全日本卓球における3冠。シングルス、混合ダブルス、女子ダブルスの三つを独占する難しさは、自身が一番知っている。

昨年は混合、女子の2つのダブルスを制しながら、シングルス決勝で敗れて、偉業を成し遂げることはできなかった。大会期間中、ピークを持続することは難しいのだ。

来年はパリ五輪が行われる。2年前の東京五輪ではリザーブに回り、出場機会のなかった早田選手。自分が「ナンバーワン」であることを印象付けるためには、シングルスで優勝、そして3冠という偉業を成し遂げたいはずだ。

今大会、26日には張本智和選手との混合ダブルスで1冠、28日には女子ダブルスで伊藤美誠選手とコンビを組んで2冠目を手にしていた。

3冠へ王手をかけていた29日の決勝。序盤は苦しい戦いを強いられた。9-11、11-13と競りながら、木原美悠選手に2ゲーム連取された。

昨年の苦い記憶がよみがえったかもしれない。しかし早田選手は「1回負けを認めた」。この開き直りが、逆にパワーとなったのだ。「逆にこれで勝てたらすごいな。人間、誰だって負けることはあるから大丈夫」と言い聞かせたのが奏功したのだ。

3ゲーム以降、11-5、11-8、11-7と逆転し、3年ぶり2度目となるシングルス優勝に王手をかけたのだ。

6ゲーム目。10-8と「リーチ」をかけながら、木原に追いつかれでジュースとなった。あと一歩で優勝のはずが追いつかれた。精神的にはつらいはずだ。

それでも一度、負けを覚悟した早田選手の心は揺るがない。ここから2点を連取して試合を決めた。史上4人目の女子3冠達成者となったのだ。

いろんな思いが去来したのだろう。優勝が決まり、ガッツポーズをしたまま、しゃがみこんでしまった。3冠の重圧。シングルス決勝での厳しい展開。東京五輪に出られなかった悔しさ。

それらすべてを振り払って偉業を達成したのだ。
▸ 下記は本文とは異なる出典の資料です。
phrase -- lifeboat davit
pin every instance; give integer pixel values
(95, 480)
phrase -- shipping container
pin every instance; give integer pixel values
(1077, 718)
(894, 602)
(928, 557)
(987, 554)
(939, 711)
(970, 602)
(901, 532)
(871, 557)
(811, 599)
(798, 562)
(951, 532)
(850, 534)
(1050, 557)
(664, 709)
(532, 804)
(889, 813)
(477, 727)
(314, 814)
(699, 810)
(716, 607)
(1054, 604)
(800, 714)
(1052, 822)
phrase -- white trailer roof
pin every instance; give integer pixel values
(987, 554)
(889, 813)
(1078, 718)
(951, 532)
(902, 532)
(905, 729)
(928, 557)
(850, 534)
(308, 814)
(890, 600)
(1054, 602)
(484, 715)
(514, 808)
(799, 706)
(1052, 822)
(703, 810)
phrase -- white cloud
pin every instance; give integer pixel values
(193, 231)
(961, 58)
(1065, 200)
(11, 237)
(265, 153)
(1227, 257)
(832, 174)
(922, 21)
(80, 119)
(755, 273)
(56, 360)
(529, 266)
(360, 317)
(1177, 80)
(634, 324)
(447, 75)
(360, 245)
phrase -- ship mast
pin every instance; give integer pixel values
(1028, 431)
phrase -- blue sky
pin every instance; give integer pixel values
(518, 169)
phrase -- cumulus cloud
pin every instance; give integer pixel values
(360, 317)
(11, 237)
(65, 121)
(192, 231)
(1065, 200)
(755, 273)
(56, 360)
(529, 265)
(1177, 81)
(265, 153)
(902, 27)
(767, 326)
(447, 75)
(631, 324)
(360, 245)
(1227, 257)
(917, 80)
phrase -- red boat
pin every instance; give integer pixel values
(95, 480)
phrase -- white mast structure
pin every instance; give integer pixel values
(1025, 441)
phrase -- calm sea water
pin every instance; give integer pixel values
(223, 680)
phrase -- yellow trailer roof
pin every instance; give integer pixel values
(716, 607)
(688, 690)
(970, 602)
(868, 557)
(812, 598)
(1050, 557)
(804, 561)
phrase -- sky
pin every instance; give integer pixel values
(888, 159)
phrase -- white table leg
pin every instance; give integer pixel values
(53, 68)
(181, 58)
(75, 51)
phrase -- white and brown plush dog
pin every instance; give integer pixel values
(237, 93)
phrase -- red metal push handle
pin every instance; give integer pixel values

1960年度の山泉和子さん、2015年度の石川佳純選手、17、18年度の伊藤美誠選手に続く4人目となった。

早田選手は「苦境でも勝てる選手」とアピールできただろう。パリ五輪にはこのような選手が必要だ。

3冠を達成し、これが自信となって、さらなる活躍を見せてくれるはずだ。「3冠女王」の早田選手の活躍を、これからも見守りたい。